Penso que ocorreu outro fenômeno. É comum no mercado que as percepções mudem de forma descontínua. Novas informações chegam continuamente, e muitas vezes o mercado não atualiza na mesma frequência seu posicionamento.
Chega um momento, porém, em que um acúmulo suficientemente elevado de novas informações, todas na mesma direção, leva a uma reavaliação do mercado, que provoca o chamado “efeito manada”. Cai a ficha de que algo se alterou, e todos passam a atualizar as informações.
Parece que esse foi o caso nas últimas semanas. Tem ocorrido piora contínua da política fiscal desde 2010, pelo menos. Num primeiro momento, o problema não era solvência. O problema era termos inflação muito elevada, sendo necessário ajudar o Banco Central a trazê-la para o ponto central da meta, de 4,5% ao ano.
A política fiscal mais frouxa aumenta a demanda, pressionando os preços e jogando mais gasolina na fogueira da inflação.

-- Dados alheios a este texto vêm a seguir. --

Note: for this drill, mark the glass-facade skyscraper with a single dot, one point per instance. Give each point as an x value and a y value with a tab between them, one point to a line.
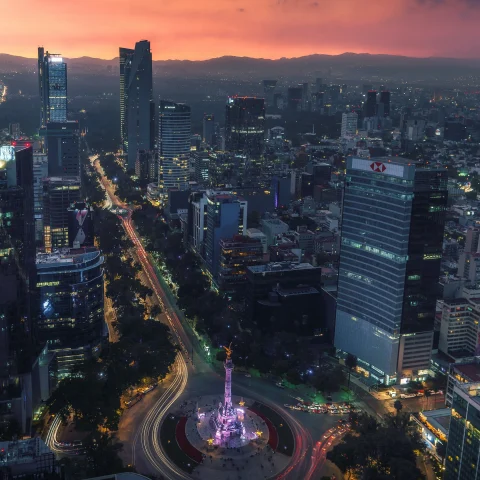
174	133
391	248
137	111
52	80
245	125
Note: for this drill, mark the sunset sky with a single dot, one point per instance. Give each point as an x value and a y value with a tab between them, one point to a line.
200	29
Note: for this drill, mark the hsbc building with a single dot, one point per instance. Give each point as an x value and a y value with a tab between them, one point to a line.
391	248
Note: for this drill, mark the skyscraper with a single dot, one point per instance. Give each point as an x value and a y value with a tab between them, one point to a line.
349	124
391	249
58	194
370	105
269	92
52	81
226	217
17	280
63	148
208	129
245	125
174	132
384	103
136	101
71	316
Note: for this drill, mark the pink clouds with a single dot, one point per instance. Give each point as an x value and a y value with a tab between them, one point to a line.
261	28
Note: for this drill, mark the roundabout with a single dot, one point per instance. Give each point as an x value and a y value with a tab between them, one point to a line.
227	437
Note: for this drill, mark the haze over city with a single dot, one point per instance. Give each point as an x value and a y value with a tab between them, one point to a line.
189	29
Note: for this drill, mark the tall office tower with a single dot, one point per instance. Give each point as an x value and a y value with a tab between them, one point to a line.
71	304
391	249
384	104
52	80
462	459
80	225
202	167
236	254
370	105
174	133
40	173
137	112
125	56
17	278
208	129
226	217
269	92
245	125
349	124
469	261
62	141
58	194
294	99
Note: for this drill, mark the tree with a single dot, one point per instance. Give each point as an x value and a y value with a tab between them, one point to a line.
351	364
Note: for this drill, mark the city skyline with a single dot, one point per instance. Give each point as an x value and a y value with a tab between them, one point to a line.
270	29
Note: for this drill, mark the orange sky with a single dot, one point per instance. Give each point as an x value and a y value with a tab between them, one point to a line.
199	29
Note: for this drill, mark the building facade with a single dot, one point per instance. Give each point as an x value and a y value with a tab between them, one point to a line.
236	254
391	249
62	141
52	79
349	124
137	111
58	194
174	133
71	304
462	460
226	217
245	125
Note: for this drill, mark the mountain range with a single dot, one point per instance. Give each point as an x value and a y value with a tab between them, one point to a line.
347	66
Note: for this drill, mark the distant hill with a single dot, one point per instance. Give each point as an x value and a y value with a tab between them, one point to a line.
346	66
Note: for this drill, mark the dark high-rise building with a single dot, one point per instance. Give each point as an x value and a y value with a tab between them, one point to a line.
63	148
174	134
17	279
58	194
137	112
370	105
294	99
125	56
236	254
52	81
226	217
285	293
208	129
80	225
71	304
245	125
269	92
391	249
384	103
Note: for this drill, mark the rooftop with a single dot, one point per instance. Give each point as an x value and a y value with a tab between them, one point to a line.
470	371
66	256
281	266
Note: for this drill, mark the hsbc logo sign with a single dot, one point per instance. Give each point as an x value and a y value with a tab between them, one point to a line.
390	168
378	167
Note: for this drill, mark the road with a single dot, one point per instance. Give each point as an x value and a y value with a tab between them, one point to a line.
190	369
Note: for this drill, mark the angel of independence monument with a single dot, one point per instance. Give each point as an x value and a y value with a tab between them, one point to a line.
227	421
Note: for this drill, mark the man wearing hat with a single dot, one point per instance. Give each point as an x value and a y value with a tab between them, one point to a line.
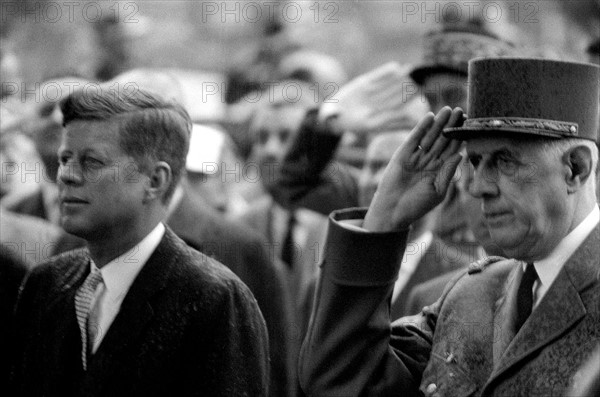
505	327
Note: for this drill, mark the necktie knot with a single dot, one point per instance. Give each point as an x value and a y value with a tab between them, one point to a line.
84	298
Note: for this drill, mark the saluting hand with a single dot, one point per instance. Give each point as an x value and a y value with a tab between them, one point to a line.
418	176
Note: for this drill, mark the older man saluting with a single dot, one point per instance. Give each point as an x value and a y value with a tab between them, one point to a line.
138	312
505	327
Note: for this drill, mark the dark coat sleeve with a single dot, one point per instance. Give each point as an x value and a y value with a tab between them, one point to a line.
308	177
350	349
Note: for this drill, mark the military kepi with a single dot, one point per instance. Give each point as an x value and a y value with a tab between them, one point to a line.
519	97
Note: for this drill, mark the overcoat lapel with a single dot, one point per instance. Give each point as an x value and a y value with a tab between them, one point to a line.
504	317
557	312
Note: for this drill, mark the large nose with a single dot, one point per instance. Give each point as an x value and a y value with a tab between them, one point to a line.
483	183
70	173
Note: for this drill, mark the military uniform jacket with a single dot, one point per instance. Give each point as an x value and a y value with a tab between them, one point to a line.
460	346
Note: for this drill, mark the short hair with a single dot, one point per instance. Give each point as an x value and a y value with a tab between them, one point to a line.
150	128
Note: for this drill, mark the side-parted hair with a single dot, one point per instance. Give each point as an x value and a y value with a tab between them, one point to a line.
150	128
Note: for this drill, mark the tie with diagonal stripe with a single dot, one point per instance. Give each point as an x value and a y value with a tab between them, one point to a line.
83	304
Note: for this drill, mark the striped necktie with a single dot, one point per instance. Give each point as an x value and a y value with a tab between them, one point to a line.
83	304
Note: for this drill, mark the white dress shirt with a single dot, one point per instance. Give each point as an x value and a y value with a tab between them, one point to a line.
118	276
549	267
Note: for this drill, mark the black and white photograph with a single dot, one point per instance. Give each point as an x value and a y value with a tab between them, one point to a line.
299	198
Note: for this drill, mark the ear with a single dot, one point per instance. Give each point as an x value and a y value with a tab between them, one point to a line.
161	178
578	160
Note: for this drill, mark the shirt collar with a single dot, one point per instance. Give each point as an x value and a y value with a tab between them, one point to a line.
549	267
118	274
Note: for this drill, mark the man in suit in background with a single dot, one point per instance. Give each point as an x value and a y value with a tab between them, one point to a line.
513	327
137	312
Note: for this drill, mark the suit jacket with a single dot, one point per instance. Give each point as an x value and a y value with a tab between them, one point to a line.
243	251
460	346
187	327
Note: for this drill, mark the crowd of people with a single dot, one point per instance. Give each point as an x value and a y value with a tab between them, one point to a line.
424	230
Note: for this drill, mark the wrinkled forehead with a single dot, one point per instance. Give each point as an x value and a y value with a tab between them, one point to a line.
273	119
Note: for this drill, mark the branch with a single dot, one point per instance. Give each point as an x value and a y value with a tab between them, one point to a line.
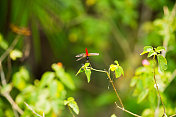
6	94
127	111
122	108
5	54
12	102
110	80
29	107
157	87
172	115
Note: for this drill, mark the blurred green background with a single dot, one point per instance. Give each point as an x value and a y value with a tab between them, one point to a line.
61	29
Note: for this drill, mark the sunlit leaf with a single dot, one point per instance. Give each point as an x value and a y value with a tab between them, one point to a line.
14	54
87	64
24	73
143	95
151	53
80	70
55	88
88	74
6	88
18	81
64	77
133	82
47	78
3	43
113	67
147	49
116	62
113	115
159	49
162	62
72	103
119	72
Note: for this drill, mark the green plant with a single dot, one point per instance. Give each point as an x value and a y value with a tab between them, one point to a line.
117	70
46	97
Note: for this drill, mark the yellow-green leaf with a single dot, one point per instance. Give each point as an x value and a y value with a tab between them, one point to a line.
3	43
143	95
14	54
162	62
159	49
147	49
80	70
72	104
113	67
151	53
88	74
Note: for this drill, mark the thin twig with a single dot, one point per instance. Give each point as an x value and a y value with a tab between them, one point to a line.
29	107
157	87
71	111
3	80
127	111
122	108
5	54
6	94
14	105
172	115
111	84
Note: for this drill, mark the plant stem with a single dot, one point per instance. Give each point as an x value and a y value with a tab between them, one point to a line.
29	107
127	111
6	94
172	115
71	112
157	87
5	54
111	84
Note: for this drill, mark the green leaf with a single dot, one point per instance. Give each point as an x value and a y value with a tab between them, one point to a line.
162	62
116	62
147	49
113	115
143	95
80	70
64	77
47	78
88	74
6	88
24	73
14	54
133	82
18	81
151	53
3	43
87	64
113	67
119	72
121	69
159	49
72	104
55	88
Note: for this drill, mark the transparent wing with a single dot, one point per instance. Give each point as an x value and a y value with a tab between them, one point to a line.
80	55
93	54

A alteração ocorrida recentemente é que, pela primeira vez em muito tempo, o mercado começa a avaliar que, para além da questão da inflação, problemas de solvência pública voltam a rondar o cenário brasileiro, mesmo que com baixa probabilidade. E esse fato é representado pela abertura do CDS da nossa dívida soberana.
A aritmética da solvência é relativamente simples. O crescimento de uma dívida é dado pelo custo de rolagem (ou o crescimento vegetativo da dívida) menos os recursos poupados para pagar parte da dívida. O crescimento vegetativo, por sua vez, é o produto da taxa nominal de juros pelo endividamento total.
Quando se trata de países, os analistas acompanham a dívida com fração do PIB. Assim, a taxa de crescimento vegetativo é dada pela taxa nominal de juros menos a taxa de crescimento do produto nominal. E a poupança para pagamento da dívida é dada pelo superavit primário como proporção do PIB.
O governo tem gasto anualmente 5% do PIB com pagamento de juros para uma dívida líquida na casa de 35% do PIB, o que resulta em um juro médio pago na dívida de 14,5% ao ano (resulta da divisão de 5 por 35). O PIB real cresce 2% e, para uma inflação de 6% ao ano, chega-se a uma taxa de crescimento do PIB nominal de 8%.
Logo, a taxa de crescimento vegetativa da relação dívida-PIB é de 6,5% ao ano (14,5-8,0). Esses 6,5%, ao incidirem sobre uma dívida de 35% do PIB, indicam um crescimento vegetativo anual da dívida de 2,2% do PIB. Ou seja, para que a relação dívida-PIB não se eleve, o superavit primário tem que ser de 2,2% do PIB.
A ficha que caiu no mercado é que não está nada claro como o Tesouro conseguirá produzir primários dessa ordem nos próximos anos. É por esse motivo que o CDS abriu –isto é, a percepção de risco Brasil subiu. Não é um fenômeno puramente especulativo.